How about, for instance, putting it on your mortgage and paying a little extra each month. If you have a $250,000 mortgage, with a rate of 6% over 25 years, you can save a total of $32,640 – and drop 3 years from that amortization period. That can be done if you can save just $100 extra dollars a month and put it towards your mortgage. You may even have a few extra dollars for maybe just one lunch, or one cup of coffee to get you through the work day. Sounds smart, and a lot smarter than simply leaving that toonie in your wallet to spend elsewhere.
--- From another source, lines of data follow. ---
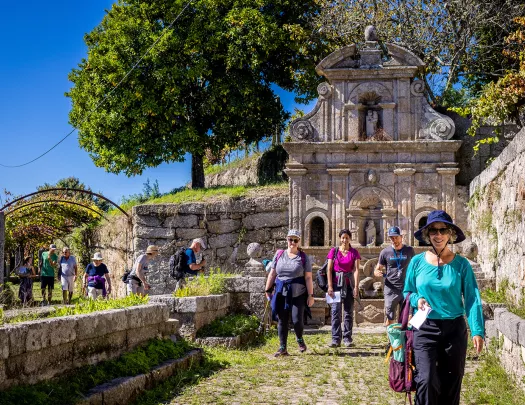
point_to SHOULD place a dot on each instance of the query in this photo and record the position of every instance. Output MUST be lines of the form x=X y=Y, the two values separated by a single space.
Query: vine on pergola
x=41 y=219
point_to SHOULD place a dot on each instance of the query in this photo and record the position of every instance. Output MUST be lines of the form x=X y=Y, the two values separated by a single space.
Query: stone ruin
x=371 y=154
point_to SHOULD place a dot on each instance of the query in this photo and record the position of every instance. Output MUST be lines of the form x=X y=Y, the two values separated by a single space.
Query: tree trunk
x=197 y=171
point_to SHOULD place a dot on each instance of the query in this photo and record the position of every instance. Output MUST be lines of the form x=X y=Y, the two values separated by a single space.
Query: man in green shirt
x=47 y=276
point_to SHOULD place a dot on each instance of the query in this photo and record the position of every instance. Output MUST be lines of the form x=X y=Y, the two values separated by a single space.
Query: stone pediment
x=370 y=96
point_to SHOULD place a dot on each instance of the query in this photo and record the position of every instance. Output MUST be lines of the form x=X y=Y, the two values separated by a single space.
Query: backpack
x=401 y=369
x=280 y=253
x=321 y=279
x=179 y=264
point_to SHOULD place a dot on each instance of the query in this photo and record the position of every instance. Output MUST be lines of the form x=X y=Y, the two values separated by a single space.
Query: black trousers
x=440 y=349
x=297 y=313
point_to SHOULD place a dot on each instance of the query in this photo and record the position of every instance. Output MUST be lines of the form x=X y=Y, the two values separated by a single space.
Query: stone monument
x=372 y=153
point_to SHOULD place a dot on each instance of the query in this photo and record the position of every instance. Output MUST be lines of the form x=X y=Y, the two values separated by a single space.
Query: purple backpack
x=401 y=373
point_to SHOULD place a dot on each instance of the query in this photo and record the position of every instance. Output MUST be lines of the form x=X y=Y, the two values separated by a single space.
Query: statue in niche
x=372 y=176
x=370 y=233
x=371 y=123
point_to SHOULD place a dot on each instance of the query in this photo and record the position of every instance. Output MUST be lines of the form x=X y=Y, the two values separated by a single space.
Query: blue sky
x=40 y=43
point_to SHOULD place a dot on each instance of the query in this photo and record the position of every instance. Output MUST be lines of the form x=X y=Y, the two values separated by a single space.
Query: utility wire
x=109 y=94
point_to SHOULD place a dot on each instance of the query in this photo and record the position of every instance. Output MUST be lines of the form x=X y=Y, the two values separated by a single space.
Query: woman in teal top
x=446 y=283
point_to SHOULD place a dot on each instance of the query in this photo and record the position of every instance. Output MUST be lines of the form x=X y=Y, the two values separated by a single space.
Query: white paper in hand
x=420 y=317
x=337 y=297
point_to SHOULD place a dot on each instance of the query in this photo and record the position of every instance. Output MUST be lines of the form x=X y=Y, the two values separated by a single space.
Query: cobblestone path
x=356 y=375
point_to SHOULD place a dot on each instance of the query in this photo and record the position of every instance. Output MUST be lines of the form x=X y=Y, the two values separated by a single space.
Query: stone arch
x=420 y=220
x=367 y=194
x=309 y=221
x=370 y=92
x=375 y=203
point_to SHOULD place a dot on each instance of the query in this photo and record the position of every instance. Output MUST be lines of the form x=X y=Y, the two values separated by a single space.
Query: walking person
x=95 y=278
x=392 y=265
x=343 y=277
x=47 y=274
x=445 y=282
x=137 y=283
x=26 y=272
x=68 y=274
x=290 y=288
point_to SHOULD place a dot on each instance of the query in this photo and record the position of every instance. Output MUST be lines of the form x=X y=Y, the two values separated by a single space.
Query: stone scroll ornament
x=436 y=126
x=302 y=130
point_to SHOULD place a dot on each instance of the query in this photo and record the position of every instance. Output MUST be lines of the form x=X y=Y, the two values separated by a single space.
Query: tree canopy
x=206 y=85
x=459 y=40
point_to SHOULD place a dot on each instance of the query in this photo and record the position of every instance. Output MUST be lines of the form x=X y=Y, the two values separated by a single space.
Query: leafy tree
x=459 y=40
x=503 y=101
x=206 y=85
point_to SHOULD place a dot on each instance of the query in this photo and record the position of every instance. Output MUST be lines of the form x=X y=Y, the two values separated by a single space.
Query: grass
x=230 y=326
x=70 y=388
x=490 y=384
x=240 y=162
x=85 y=306
x=214 y=283
x=204 y=195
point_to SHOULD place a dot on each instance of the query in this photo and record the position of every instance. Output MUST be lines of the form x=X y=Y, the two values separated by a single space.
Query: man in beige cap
x=47 y=276
x=68 y=274
x=136 y=280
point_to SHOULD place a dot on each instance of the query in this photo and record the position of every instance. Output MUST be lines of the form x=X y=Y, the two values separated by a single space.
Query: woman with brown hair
x=445 y=282
x=343 y=276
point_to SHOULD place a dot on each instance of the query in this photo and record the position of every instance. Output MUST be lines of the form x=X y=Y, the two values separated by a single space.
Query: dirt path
x=357 y=375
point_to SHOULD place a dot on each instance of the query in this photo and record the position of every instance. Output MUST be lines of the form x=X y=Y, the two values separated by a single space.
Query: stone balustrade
x=40 y=350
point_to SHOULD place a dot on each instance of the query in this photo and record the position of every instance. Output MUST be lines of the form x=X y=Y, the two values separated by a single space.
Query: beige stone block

If you think you could shave $100 from your spending every month, taking out a debt consolidation loan for homeowners, and using that savings to pay down that loan, can also be a great option. And if you’re deeply in debt, this could be an even better option than paying off your mortgage faster!

Wonder why you’re not seeing any real results, even though you’ve been cutting back and sacrificing like mad? You may be surprised to find out that you actually haven’t been saving at all – you’ve just been spending in different places. Using that money, in a smart way, right away, is a much better way to help you actually save your money, and pay down debt!